Marc Zolliker a justifié l’usage exclusif du sel pour le déneigement. «Les gravillons endommagent les véhicules stationnés à proximité et les saleuses. Ils sont adaptés à la montagne; pas à la ville. Quant aux copeaux de bois, au dégel, ils se mettent dans les regards de la route et bouchent, à terme, les canalisations.» La Commune de Saint-Cergue avait tenté, au début des années 2000, l’usage des copeaux sur ses trottoirs enneigés. «Cela n’a pas été concluant, rapporte Arnaud André, chef de la voirie. Nous avons arrêté. On les mettait à la main sur la neige; ça prenait du temps.

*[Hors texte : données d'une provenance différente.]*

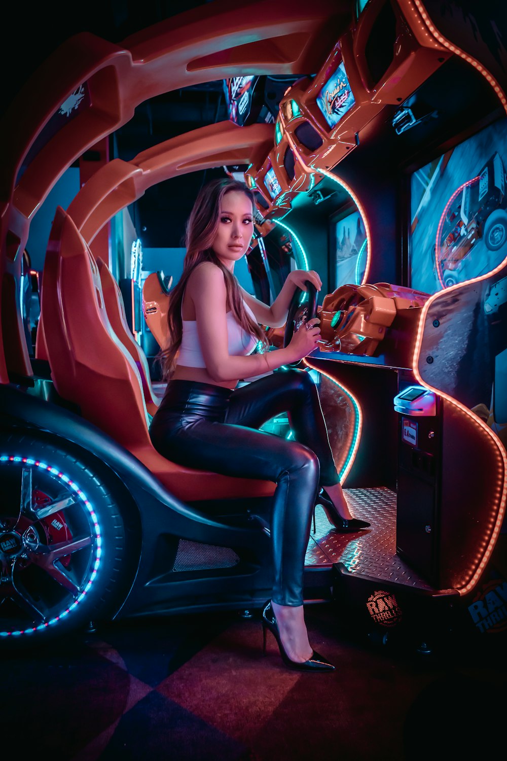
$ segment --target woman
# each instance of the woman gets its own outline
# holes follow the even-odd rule
[[[274,370],[312,352],[319,320],[294,332],[287,347],[265,349],[259,325],[284,324],[296,288],[322,282],[290,272],[271,306],[240,288],[235,263],[253,235],[253,194],[228,178],[201,189],[189,218],[183,274],[171,292],[169,345],[162,352],[167,387],[150,426],[155,448],[182,465],[276,482],[271,537],[274,583],[262,614],[284,662],[304,670],[334,667],[309,642],[303,608],[305,554],[319,482],[328,514],[341,529],[351,518],[329,447],[317,389],[303,370]],[[238,387],[239,380],[257,380]],[[296,441],[258,430],[287,411]],[[319,482],[320,479],[320,482]],[[356,521],[354,527],[368,526]]]

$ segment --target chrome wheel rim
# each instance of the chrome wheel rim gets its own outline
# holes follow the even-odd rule
[[[100,527],[57,467],[2,454],[0,474],[0,636],[17,638],[74,614],[100,564]]]

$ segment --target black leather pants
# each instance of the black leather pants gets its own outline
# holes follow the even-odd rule
[[[287,412],[295,441],[259,431]],[[168,460],[226,476],[274,481],[272,599],[303,604],[305,555],[320,485],[337,483],[317,388],[306,371],[280,370],[230,390],[170,380],[150,425]]]

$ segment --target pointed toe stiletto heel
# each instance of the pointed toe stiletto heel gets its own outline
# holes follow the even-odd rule
[[[360,521],[359,518],[342,518],[325,491],[322,489],[313,508],[314,533],[315,533],[315,508],[317,505],[322,505],[328,521],[332,524],[340,533],[353,533],[356,531],[361,531],[363,529],[369,528],[371,525],[366,521]]]
[[[290,668],[296,669],[298,671],[334,671],[334,667],[332,664],[328,663],[325,658],[322,658],[315,650],[312,651],[312,655],[308,659],[308,661],[303,661],[303,663],[299,663],[296,661],[292,661],[287,654],[285,652],[285,648],[282,645],[281,639],[280,638],[280,631],[278,629],[278,624],[277,623],[277,619],[274,616],[274,611],[271,606],[271,602],[266,603],[264,610],[262,611],[262,635],[263,635],[263,647],[262,652],[266,654],[266,634],[268,629],[271,632],[273,636],[277,641],[278,645],[278,650],[280,651],[280,654],[282,657],[282,661],[286,666],[289,666]]]

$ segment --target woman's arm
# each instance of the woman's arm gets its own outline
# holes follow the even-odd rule
[[[305,273],[307,274],[307,273]],[[283,365],[298,361],[312,352],[320,329],[303,328],[294,333],[288,346],[265,354],[231,356],[227,322],[227,290],[223,275],[216,265],[204,263],[191,275],[187,293],[194,302],[197,331],[210,376],[217,381],[261,375]]]
[[[243,298],[255,315],[257,321],[270,328],[279,328],[287,321],[289,306],[296,289],[300,288],[303,291],[306,290],[305,285],[306,280],[312,282],[318,291],[322,287],[321,279],[313,269],[309,272],[306,269],[294,269],[287,275],[280,293],[271,307],[251,296],[244,288],[242,288],[242,291]]]

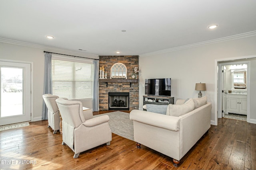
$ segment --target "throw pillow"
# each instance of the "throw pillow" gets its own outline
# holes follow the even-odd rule
[[[198,108],[207,103],[207,97],[206,96],[200,98],[193,99],[193,100],[195,103],[195,108],[194,109]]]
[[[194,110],[195,104],[192,99],[190,99],[181,105],[170,104],[168,105],[166,115],[178,117]]]
[[[153,104],[147,104],[147,111],[157,113],[165,115],[168,105],[157,105]]]
[[[188,98],[187,99],[186,99],[186,100],[184,101],[184,103],[185,103],[187,102],[188,102],[189,99],[190,99],[189,98]]]

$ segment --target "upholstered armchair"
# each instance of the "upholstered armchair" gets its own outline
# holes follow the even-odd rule
[[[104,115],[93,117],[84,116],[80,102],[56,100],[62,119],[62,145],[67,145],[75,154],[106,143],[110,145],[112,133],[109,127],[109,117]]]
[[[57,106],[55,100],[59,98],[57,96],[50,94],[45,94],[43,95],[43,99],[47,107],[48,111],[48,127],[50,127],[53,130],[53,134],[57,133],[60,130],[60,114],[59,108]]]

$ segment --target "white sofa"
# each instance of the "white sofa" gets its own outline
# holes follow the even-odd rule
[[[206,97],[184,102],[178,100],[176,104],[169,105],[166,114],[132,110],[130,117],[137,148],[142,144],[169,156],[177,167],[210,127],[212,105]]]

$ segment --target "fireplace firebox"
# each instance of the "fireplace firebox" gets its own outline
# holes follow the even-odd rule
[[[108,110],[129,110],[129,93],[108,92]]]

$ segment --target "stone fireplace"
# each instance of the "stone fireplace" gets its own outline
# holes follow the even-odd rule
[[[129,110],[129,92],[109,92],[108,110]]]
[[[120,63],[125,65],[127,68],[127,79],[110,78],[110,70],[115,63]],[[99,79],[99,110],[132,110],[138,109],[139,107],[139,84],[138,76],[137,78],[132,78],[131,75],[134,72],[134,68],[138,66],[138,56],[106,56],[99,57],[99,66],[103,66],[108,74],[107,79]],[[124,93],[118,96],[115,93]],[[114,95],[110,96],[119,96],[116,97],[110,106],[109,103],[109,93],[112,93]],[[126,94],[124,98],[124,94]],[[114,97],[111,97],[114,98]],[[126,100],[125,101],[124,100]],[[116,102],[115,102],[116,100]],[[120,100],[121,100],[121,101]],[[123,102],[124,101],[124,102]],[[126,104],[125,107],[115,106],[122,103]],[[121,106],[121,105],[119,105]]]

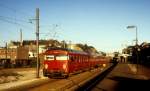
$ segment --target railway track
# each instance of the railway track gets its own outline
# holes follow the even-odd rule
[[[109,68],[103,70],[103,72],[101,72],[100,74],[95,75],[94,78],[89,78],[89,80],[79,83],[78,86],[73,86],[67,91],[91,91],[91,89],[94,88],[96,84],[99,83],[101,80],[103,80],[116,65],[117,63],[113,64]]]

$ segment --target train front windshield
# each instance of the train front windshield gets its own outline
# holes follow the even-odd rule
[[[69,60],[67,55],[57,55],[56,60]]]
[[[53,61],[53,60],[69,60],[68,55],[45,55],[45,60]]]

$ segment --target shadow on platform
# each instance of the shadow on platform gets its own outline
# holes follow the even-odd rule
[[[115,91],[150,91],[150,80],[117,76],[110,79],[118,81]]]

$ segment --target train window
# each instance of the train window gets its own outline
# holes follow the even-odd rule
[[[68,60],[69,56],[67,55],[57,55],[56,60]]]
[[[54,55],[46,55],[45,60],[54,60]]]

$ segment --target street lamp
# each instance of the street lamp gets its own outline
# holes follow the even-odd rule
[[[137,46],[138,45],[137,26],[127,26],[127,29],[133,29],[133,28],[135,28],[135,31],[136,31],[136,38],[135,38],[136,43],[135,43],[135,45]]]
[[[137,26],[127,26],[127,29],[135,29],[136,31],[136,38],[135,38],[135,49],[136,49],[136,61],[137,61],[137,70],[136,70],[136,73],[138,72],[138,61],[139,61],[139,56],[138,56],[138,51],[139,51],[139,48],[138,48],[138,32],[137,32]]]

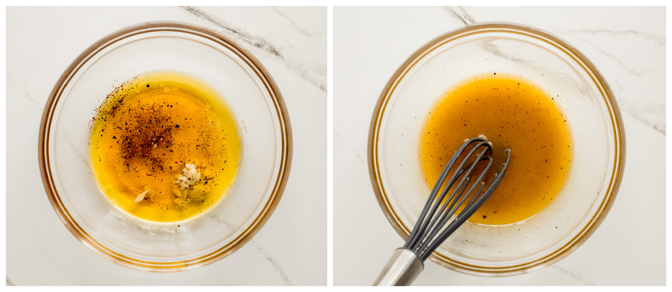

Et au printemps, ces déchets bouchaient les grilles de route.»

Gravillons proscrits

Le Canton, qui entretient les routes cantonales et les autoroutes, n’a pas adhéré non plus. Il utilise presque exclusivement du sel, sous plusieurs formes. «C’est le produit le plus efficace, juge Laurent Tribolet, chef de la division entretien des routes vaudoises. Les copeaux sont un produit idéal pour les allées piétonnes et les chemins privés. Mais dès qu’il y a du trafic, ils filent dans les bas-côtés.» Quant aux gravillons, ils ont été proscrits à la fin des années 90. «Ils coûtent très cher à la production et à la fin de la saison, il faut balayer.»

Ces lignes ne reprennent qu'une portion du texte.